Governments must avoid conflicts of laws to ensure people’s data is protected and avoid a race to the bottom for everyone’s rights; we are encouraged by discussions between the US and UK. A strengthened legal framework must value privacy and human rights while ensuring law enforcement can do its important work. We look forward to continuing discussions with all stakeholders on such a framework.
Governments have increasingly adopted the position that they can get people’s data regardless of the law in affected countries or international norms and treaties. This new reality is weakening trust in technology among business and consumers, and undermining national privacy laws enacted by democratic governments. At the same time, law enforcement agencies around the world need mechanisms to lawfully obtain data for investigations and to protect their citizens. The Mutual Legal Assistance Treaty (MLAT) process remains an important tool for this and should be modernized, but a complementary modern process is needed to respond to the increased demand for cross-border requests for digital information that allows new innovations to flourish, enables governments to protect their citizens, and provides a coherent legal framework that ensures human rights and individual privacy are protected.

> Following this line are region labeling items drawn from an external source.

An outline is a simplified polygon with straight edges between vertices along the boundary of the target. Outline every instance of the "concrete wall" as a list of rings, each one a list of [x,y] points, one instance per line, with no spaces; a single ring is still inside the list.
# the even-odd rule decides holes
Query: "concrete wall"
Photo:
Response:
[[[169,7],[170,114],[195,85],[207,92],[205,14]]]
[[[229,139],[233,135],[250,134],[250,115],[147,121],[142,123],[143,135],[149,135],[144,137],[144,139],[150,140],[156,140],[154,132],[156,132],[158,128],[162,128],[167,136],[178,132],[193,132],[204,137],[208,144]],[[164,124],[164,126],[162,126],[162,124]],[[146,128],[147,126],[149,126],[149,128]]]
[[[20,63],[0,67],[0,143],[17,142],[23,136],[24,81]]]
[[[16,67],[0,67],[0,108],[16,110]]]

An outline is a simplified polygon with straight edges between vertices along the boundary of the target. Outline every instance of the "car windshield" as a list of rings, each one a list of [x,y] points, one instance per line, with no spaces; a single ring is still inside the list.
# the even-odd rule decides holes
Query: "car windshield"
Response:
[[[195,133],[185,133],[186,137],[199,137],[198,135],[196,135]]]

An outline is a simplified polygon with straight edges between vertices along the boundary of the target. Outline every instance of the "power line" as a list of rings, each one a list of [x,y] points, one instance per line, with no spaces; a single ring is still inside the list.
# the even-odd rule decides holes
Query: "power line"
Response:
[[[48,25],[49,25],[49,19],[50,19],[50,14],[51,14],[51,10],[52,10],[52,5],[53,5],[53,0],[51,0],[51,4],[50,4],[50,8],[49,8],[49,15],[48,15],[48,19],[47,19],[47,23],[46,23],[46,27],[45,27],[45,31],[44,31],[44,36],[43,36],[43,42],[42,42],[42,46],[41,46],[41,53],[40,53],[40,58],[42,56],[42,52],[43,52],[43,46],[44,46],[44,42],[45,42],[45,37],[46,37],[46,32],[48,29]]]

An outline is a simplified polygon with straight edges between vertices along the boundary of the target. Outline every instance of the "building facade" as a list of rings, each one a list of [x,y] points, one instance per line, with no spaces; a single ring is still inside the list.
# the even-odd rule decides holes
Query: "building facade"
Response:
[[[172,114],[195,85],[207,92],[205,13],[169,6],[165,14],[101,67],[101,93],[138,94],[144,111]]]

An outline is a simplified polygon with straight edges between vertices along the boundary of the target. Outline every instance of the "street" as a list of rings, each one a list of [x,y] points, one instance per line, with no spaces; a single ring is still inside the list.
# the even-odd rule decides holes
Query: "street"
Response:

In developing a complementary process that address this issue, the following principles are important:
A strong and principled process. Providers in one jurisdiction should be allowed to respond directly to a request for content from a government where it does business provided there are agreements in place between governments that ensure privacy rights and legal processes are protected. The requests should be limited to cases where the information is sought in connection with an investigation of a serious crime, and the process should not be used for bulk collection, general intelligence gathering, or where the need is not proportionate to the request.
Strong human rights standards. Countries should only get the benefit of this new process when their laws and practices meet international standards on human rights and privacy. These standards include providing basic fair trial rights, prohibiting torture, and ensuring that surveillance laws afford adequate privacy protections to individuals whose data they are seeking. Whether a country’s laws and practices meet those standards must be determined through an objective, transparent, and credible process. And, the request should be authorized by an independent and impartial process on a showing that there is a strong factual basis demonstrating the need for the information, and that the request is narrowly tailored.
Strong transparency and accountability requirements. The framework should promote accountability through transparency. There should be periodic reviews to ensure that countries are using the process and the information they obtain appropriately. Similarly, there should be an independent oversight mechanism to regularly ensure that they meet the basic requirements. This can, of course, be reinforced through public information about the requests submitted to providers under the agreement. Requesting countries should publish annual reports regarding the number, type, and temporal scope of the data requests they issue under this framework. Providers also should be allowed to publish the same information on the requests they receive.
The need for such a framework has been discussed by a range of stakeholders. For example, the proposal by law professors Jennifer Daskal and Andrew Woods contemplates a mechanism to govern cross-border requests. We look forward to working on implementing these principles with stakeholders around the world.